Social media has opened so many doors for small businesses and entrepreneurs to reach the masses for darn near free. Sites like facebook, LinkedIn and twitter (to name just a few) are connecting average Joe's like me to CEO's of major companies and dialogue is happening. That's exciting! The problem as I see it, is this social media arena is still so new that people don't know how to do it. Oh sure, they can create an account and post about their business, but they don't know that etiquette applies in the social media arena just like it does in the face-to-face world. It's possible that it's even more important because it's so much easier (and faster) for someone to "unfriend," "unfollow," or disconnect from you. It's my opinion that you have to mix some of who you are personally with what it is you do for a living because if you don't why not just have a web site? The whole point of social media is that it's social - to me, that errors on the side of personal. As my good friend and social media expert Kevin DeSoto says, "You have to humanize your brand." How can you do that in the social media arena if you aren't getting a little bit personal?

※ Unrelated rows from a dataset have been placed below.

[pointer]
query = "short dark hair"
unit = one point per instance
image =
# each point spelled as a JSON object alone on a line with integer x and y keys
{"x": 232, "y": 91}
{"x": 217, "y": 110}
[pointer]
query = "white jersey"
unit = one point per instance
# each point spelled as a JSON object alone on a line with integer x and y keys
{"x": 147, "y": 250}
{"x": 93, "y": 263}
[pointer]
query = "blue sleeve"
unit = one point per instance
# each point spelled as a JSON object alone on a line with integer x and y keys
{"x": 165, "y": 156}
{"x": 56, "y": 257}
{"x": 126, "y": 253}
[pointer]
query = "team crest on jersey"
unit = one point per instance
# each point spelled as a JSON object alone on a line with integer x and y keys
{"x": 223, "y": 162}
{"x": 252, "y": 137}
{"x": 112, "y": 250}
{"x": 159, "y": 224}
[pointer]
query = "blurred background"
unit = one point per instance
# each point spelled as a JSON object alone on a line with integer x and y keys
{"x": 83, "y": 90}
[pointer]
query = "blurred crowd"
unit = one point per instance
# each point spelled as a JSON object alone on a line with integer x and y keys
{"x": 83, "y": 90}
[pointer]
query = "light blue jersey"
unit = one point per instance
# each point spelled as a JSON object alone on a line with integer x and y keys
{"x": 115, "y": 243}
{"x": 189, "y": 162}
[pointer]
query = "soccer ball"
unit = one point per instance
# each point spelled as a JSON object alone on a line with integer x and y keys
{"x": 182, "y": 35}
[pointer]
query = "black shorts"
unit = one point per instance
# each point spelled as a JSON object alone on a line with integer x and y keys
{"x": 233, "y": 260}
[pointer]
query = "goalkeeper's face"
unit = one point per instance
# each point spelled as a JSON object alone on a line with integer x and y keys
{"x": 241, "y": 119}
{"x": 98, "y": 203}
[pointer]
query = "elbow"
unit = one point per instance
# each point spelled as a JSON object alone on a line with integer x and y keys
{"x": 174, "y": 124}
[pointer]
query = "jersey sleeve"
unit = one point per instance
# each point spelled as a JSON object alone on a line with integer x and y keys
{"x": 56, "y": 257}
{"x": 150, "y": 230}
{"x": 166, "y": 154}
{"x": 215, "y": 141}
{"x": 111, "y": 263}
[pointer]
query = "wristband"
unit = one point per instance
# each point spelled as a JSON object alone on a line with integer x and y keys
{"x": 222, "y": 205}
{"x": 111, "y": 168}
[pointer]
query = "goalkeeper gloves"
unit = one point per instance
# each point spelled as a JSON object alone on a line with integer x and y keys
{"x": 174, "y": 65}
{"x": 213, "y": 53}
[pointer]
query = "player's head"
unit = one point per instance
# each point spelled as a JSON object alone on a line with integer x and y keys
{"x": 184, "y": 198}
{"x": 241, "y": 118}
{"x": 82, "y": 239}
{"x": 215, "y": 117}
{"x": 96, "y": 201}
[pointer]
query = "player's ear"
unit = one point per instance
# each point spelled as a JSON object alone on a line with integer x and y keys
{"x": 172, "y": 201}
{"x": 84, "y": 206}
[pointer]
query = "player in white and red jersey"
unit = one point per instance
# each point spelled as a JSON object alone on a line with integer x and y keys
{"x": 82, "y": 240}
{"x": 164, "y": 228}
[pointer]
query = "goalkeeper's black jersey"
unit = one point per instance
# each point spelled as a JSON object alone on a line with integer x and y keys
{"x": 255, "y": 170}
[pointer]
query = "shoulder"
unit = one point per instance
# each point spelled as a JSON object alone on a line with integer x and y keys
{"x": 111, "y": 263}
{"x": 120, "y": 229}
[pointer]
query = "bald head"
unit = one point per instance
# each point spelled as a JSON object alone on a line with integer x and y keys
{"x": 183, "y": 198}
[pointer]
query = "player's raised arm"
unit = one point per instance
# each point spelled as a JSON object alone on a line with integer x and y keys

The other piece of this equation for me is that people who used to be my personal friends are so caught up in their online presence, that they simply don't communicate with me on a personal level anymore. At first I figured we must not have really been friends to begin with, but that's not the case. There seems to be some prestige in the number of friends or followers that one has, but nary a "Hello! How are you?" comes across the line to those of us who really are their friends. A personal e-mail comes only to ask about a charitable donation, or to share with me how the class they have for sale is right up my alley! It only costs this many thousand dollars
Here's my thought, why don't we have one online place for our business and another for our personal interactions? People who want to be a part of your business will be there and that's not to say they can't be your friends, too. When it's time to stop working, stop working - on facebook, twitter, LinkedIn, at the restaurant, or at home on the phone. Put your iPhone away when you are sitting with live bodies who are there to be with you. Connect with these people and share something personal, something that you wouldn't necessarily share at your place of business.
Utilize these amazing tools to enhance and grow your business, but come back to the smaller, more intimate circle of the people you love. Finding balance in business is knowing when to go all out and land that big account and when to hang the "Closed" sign and go home - virtually or literally. Just my two cents.